Das Schöffengericht wertete bei der Strafbemessung als erschwerend die zahlreichen einschlägigen Vorstrafen und das Zusammentreffen mehrerer strafbarer Handlungen, zog als mildernd das Teilgeständnis in Betracht und verhängte über den Angeklagten gemäß §§ 28, 128 Abs. 1 StGB.
eine Freiheitsstrafe in der Dauer von zwei Jahren.
Die Berufung des Angeklagten, mit der er Strafherabsetzung anstrebt,
ist nicht begründet.
Das bloße Anerkenntnis des Ersatzanspruches des Geschädigten ist noch kein Milderungsgrund (LSK. 1978/276).
Ebensowenig trifft dies auf den Umstand zu, daß der Angeklagte - zumindest teilweise - einer redlichen Beschäftigung nachging und versuchte, sich ein neues Leben als selbständiger Provisionsvertreter aufzubauen.
Daß er hingegen - wie er behauptet - lediglich durch seine Verhaftung an der Erfüllung seiner Lieferverpflichtungen gehindert wurde, ist urteilsfremd, weil diesbezüglich konstatiert wurde (S. 295 ff.), er habe die kassierten Beträge für private Zwecke verwendet und sei deshalb nicht mehr in der Lage gewesen, seine Kunden zu befriedigen. Endlich kann auch dem Umstand, daß er teilweise Gratisverputze durchführte, keine nennenswerte mildernde Bedeutung beigelegt werden, weil dies nach den Akten ersichtlich auf Kosten anderer Kunden erfolgte.

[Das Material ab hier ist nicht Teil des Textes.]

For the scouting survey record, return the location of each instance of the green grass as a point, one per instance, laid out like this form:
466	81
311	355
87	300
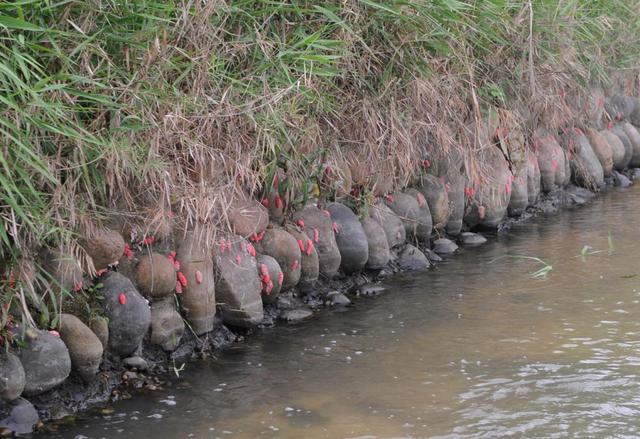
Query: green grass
156	107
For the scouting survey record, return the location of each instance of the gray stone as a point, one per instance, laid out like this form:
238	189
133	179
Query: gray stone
533	178
100	327
391	224
411	258
621	180
12	377
444	246
167	326
46	362
626	142
519	199
617	148
378	245
455	183
284	248
136	362
295	315
585	165
634	137
424	225
238	287
270	284
435	192
105	246
318	226
351	239
407	209
155	275
85	348
309	260
248	217
198	297
22	418
128	313
602	150
468	238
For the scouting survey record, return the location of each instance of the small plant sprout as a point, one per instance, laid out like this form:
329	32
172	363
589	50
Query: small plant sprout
541	273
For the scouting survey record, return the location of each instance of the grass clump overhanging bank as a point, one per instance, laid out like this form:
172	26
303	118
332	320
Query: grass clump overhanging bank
156	118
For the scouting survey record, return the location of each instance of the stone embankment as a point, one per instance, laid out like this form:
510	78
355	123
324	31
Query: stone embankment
160	300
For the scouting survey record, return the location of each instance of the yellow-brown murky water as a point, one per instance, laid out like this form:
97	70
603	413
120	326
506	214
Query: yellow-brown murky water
476	348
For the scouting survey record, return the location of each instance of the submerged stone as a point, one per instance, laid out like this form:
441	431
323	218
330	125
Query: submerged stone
22	419
444	246
351	239
469	238
167	326
85	348
412	259
46	362
128	313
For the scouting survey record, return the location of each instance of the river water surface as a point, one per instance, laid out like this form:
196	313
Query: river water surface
474	348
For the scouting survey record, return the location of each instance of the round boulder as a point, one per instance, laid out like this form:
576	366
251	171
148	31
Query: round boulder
128	313
22	419
45	360
85	348
309	262
318	226
533	178
618	150
634	137
248	217
456	204
12	377
424	226
167	326
270	272
602	150
351	239
435	192
155	275
378	245
284	248
238	286
198	297
407	209
626	142
105	246
519	192
390	223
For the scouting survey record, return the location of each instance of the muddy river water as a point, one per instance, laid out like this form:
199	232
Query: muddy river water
476	348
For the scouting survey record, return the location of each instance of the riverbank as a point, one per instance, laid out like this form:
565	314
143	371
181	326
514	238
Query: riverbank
117	380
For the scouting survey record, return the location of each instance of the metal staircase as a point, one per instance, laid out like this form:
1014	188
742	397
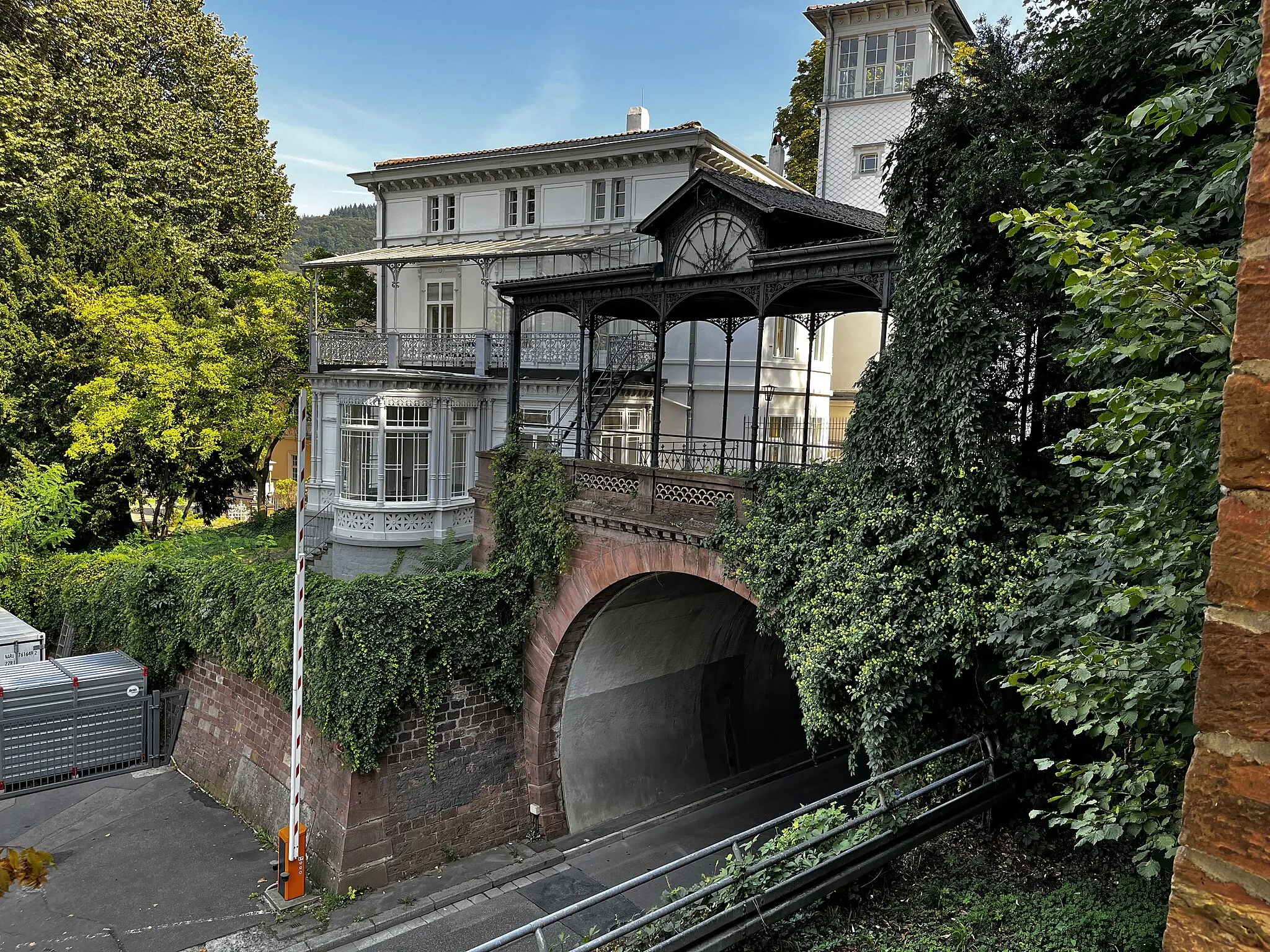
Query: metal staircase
629	355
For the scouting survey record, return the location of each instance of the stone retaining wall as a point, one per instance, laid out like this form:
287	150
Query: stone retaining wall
1221	896
363	831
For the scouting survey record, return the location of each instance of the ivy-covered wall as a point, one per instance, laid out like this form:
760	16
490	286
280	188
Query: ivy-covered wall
375	645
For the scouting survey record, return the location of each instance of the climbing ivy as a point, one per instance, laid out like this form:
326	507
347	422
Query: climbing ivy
375	645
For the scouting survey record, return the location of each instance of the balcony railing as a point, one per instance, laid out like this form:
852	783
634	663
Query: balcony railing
477	353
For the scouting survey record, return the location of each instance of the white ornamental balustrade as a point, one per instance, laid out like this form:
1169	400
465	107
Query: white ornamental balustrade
352	348
437	350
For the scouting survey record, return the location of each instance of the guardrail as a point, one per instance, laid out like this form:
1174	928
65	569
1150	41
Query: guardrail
908	819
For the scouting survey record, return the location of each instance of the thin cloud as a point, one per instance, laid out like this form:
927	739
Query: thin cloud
318	163
548	115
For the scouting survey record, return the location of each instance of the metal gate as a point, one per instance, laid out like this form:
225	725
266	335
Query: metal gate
82	742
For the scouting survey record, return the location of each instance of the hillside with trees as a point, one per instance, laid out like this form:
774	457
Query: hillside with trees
149	340
340	231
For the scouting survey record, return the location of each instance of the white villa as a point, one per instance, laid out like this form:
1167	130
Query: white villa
401	413
876	54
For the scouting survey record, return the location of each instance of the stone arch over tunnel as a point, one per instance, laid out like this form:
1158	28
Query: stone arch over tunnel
646	678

Dem Angeklagten wurden mithin keine ins Gewicht fallenden Milderungsgründe vorenthalten. Hingegen ist zusätzlich als erschwerend zu berücksichtigen, daß er einen Teil der ihm nunmehr zur Last liegenden Verfehlungen während der Anhängigkeit eines anderen (wegen des Vergehens des schweren Betruges zu 5 d Vr 28/80 des Landesgerichtes für Strafsachen Wien) gegen ihn geführten Strafverfahrens verübte. So gesehen erweist sich die vom Erstgericht geschöpfte Unrechtsfolge als keineswegs überhöht und mithin nicht reduktionsbedürftig.
Die Kostenentscheidung beruht auf der bezogenen Gesetzesstelle.